Automatic electric tracing switch board of control by temperature change

Technical Field

The utility model relates to an electric tracing switch board field especially relates to an automatic electric tracing switch board of control by temperature change.

Background

The electric heat tracing control cabinet is a temperature control corollary device which is specially designed for various electric heating systems such as electric heat tracing, an electric heater and the like and is manufactured, a plurality of highly integrated electronic components are arranged inside the control cabinet, the electronic components emit a large amount of heat in the continuous working process, the electric heat tracing control cabinet is in a remote regulation and control state for a long time and is unattended, therefore, once the internal temperature of the control cabinet is overhigh, timely remedial measures cannot be obtained in a short time, once a fault occurs, serious consequences can be brought, the existing air cooling heat dissipation is realized, the heat dissipation is slow only by means of a heat dissipation mode of taking away heat through air flow, the use requirement cannot be met, and the high-power heat dissipation fan cannot be used due to the size limitation of the cabinet body and the power consumption reason.

Therefore, it is necessary to design an automatic temperature control electric tracing control cabinet.

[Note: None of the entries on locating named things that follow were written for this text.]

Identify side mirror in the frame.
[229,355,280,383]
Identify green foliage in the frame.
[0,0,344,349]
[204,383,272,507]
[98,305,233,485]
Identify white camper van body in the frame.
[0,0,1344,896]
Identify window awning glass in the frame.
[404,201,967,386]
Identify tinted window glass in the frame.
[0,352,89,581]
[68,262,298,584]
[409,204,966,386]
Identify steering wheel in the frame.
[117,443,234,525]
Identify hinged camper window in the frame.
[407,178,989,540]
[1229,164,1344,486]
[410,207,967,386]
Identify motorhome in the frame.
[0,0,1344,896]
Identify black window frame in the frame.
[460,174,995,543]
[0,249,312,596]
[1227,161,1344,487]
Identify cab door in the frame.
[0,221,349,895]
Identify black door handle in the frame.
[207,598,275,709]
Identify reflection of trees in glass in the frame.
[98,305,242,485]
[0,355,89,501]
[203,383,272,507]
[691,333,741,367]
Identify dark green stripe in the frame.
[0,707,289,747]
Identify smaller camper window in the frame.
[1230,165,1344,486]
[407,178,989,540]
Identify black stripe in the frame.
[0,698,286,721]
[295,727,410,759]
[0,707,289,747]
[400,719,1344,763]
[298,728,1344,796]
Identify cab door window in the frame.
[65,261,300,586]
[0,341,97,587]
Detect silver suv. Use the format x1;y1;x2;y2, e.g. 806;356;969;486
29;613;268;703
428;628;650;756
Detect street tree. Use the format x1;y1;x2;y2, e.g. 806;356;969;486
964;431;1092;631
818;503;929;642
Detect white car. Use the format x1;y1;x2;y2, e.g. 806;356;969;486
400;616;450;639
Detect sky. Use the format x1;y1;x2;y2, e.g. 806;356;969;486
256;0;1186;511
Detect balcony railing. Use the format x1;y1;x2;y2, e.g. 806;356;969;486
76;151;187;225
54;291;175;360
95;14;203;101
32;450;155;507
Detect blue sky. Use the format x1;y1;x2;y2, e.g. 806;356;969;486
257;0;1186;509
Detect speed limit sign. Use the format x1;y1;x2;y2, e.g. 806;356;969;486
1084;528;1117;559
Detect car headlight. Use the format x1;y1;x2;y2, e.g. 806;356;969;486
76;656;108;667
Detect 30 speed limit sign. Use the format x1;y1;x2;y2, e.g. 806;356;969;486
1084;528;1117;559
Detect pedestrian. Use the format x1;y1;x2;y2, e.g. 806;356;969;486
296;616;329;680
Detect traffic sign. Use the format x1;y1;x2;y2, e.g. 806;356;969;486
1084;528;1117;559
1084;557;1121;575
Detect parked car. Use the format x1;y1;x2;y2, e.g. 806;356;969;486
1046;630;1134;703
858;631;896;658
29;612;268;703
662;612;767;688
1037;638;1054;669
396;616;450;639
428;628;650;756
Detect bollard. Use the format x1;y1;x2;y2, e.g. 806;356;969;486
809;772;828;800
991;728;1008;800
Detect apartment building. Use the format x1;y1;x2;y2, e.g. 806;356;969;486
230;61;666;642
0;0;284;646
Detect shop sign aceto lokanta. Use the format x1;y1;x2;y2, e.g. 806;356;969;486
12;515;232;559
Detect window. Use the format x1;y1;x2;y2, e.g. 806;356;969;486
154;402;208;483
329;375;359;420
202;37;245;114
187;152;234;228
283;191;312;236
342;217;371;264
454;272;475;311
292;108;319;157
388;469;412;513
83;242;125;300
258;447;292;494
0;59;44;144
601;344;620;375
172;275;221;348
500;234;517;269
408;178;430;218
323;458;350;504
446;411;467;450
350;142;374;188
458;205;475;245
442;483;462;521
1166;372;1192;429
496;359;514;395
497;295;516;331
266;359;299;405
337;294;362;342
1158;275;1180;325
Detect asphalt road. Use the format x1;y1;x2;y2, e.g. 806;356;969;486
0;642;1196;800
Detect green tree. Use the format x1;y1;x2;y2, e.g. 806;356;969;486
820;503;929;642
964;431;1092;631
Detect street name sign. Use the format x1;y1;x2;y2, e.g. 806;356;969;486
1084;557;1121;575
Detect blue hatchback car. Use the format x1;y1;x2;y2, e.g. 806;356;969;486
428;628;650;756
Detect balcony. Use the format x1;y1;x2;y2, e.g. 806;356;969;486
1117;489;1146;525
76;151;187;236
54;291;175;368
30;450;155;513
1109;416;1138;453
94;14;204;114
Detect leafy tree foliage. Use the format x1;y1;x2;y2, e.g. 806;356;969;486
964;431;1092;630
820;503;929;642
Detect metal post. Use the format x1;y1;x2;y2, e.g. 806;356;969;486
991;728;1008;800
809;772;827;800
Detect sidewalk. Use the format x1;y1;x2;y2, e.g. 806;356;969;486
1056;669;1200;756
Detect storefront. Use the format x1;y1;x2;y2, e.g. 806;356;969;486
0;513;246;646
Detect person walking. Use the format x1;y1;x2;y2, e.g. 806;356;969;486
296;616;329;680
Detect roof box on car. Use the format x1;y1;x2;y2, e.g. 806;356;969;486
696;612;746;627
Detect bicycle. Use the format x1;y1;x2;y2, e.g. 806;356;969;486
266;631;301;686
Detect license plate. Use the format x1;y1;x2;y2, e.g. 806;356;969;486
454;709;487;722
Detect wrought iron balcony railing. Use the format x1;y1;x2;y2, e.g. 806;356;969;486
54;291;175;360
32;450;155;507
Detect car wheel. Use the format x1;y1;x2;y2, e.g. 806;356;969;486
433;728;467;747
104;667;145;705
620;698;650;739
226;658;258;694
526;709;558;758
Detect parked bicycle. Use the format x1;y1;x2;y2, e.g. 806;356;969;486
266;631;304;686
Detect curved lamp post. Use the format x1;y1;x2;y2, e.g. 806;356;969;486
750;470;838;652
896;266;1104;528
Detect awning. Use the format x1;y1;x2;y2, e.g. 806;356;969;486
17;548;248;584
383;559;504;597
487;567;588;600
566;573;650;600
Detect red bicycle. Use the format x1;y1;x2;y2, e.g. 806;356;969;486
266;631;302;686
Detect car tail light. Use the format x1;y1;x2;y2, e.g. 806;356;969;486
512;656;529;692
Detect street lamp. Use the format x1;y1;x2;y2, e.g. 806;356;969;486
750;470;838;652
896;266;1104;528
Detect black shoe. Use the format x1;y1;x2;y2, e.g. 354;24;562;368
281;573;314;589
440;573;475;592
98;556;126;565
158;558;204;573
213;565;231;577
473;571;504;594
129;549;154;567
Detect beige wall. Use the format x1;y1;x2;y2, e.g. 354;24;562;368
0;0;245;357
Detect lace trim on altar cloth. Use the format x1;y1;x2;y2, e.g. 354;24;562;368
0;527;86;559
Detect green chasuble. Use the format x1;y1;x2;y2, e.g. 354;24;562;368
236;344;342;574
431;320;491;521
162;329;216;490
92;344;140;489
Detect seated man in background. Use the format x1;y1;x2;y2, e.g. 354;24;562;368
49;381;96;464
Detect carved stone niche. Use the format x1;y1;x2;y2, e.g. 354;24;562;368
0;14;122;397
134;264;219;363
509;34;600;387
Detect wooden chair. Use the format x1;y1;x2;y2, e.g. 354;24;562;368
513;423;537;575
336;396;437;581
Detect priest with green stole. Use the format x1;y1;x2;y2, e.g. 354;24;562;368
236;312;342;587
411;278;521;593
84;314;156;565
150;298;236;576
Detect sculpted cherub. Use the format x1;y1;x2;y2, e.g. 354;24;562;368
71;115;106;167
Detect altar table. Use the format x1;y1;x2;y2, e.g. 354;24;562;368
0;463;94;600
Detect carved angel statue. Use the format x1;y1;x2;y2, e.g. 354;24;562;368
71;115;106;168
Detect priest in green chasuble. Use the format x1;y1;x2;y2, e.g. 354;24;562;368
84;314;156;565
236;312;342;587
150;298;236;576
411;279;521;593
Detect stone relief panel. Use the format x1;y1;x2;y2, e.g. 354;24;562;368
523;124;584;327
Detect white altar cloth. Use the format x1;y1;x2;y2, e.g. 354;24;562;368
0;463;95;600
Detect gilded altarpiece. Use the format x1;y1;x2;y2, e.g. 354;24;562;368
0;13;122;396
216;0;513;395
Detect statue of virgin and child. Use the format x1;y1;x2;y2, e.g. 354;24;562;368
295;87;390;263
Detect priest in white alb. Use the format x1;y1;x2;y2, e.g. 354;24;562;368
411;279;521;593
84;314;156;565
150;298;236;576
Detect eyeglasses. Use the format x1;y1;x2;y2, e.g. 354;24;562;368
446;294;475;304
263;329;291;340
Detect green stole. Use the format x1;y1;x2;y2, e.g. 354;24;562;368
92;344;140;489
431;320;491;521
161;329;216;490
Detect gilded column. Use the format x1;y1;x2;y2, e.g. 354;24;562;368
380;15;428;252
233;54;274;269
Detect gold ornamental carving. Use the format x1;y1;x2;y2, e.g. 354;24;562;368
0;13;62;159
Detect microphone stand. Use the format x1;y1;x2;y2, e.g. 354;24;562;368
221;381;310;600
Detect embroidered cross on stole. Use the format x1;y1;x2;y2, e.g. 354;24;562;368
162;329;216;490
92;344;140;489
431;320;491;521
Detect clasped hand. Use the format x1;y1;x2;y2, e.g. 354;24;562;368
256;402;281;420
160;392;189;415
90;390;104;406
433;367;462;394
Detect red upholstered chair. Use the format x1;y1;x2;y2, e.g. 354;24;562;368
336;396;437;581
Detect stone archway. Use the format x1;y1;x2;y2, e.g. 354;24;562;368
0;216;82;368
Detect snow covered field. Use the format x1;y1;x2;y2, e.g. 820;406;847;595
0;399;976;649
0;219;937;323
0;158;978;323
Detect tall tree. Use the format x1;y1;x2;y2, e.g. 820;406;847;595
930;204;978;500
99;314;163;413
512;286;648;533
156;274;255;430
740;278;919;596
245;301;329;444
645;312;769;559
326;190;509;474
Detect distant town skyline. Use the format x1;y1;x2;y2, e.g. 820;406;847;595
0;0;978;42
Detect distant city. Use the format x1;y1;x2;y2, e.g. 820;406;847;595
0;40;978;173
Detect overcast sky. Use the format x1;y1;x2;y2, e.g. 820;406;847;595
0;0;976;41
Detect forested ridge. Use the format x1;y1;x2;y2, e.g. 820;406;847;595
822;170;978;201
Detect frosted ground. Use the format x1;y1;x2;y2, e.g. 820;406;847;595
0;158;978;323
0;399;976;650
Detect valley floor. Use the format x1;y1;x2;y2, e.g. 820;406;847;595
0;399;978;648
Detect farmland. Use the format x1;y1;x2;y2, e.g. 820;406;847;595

SUMMERY OF THE UTILITY MODEL

The utility model aims to provide a: the electric tracing control cabinet with the automatic temperature control function aims to solve the problem that heat emitted in the working process of electronic components in the control cabinet is difficult to discharge in time.

In order to achieve the above purpose, the utility model adopts the following technical scheme:

an automatic temperature control electric heat tracing control cabinet comprises a control cabinet body, a cabinet door and a heat dissipation fan, wherein the cabinet door and the heat dissipation fan are respectively positioned at two sides of the control cabinet body, a first heat dissipation device is arranged in the control cabinet body close to the heat dissipation fan, a second heat dissipation device used for mounting electronic components is arranged on one side of the first heat dissipation device far away from the heat dissipation fan, cavities used for filling cooling media are formed in the first heat dissipation device and the second heat dissipation device, the first heat dissipation device divides the inner side space of the control cabinet body into a first cold cavity and a second cold cavity, the upper portion of the first heat dissipation device is communicated with the top end of the second heat dissipation device through a first pipeline, the lower portion of the first heat dissipation device is communicated with the bottom end of the second heat dissipation device through a second pipeline, and a heat dissipation device used for realizing that the cooling media are communicated with the first pipeline, A driving device for circulating flow in the cavity and the second pipeline.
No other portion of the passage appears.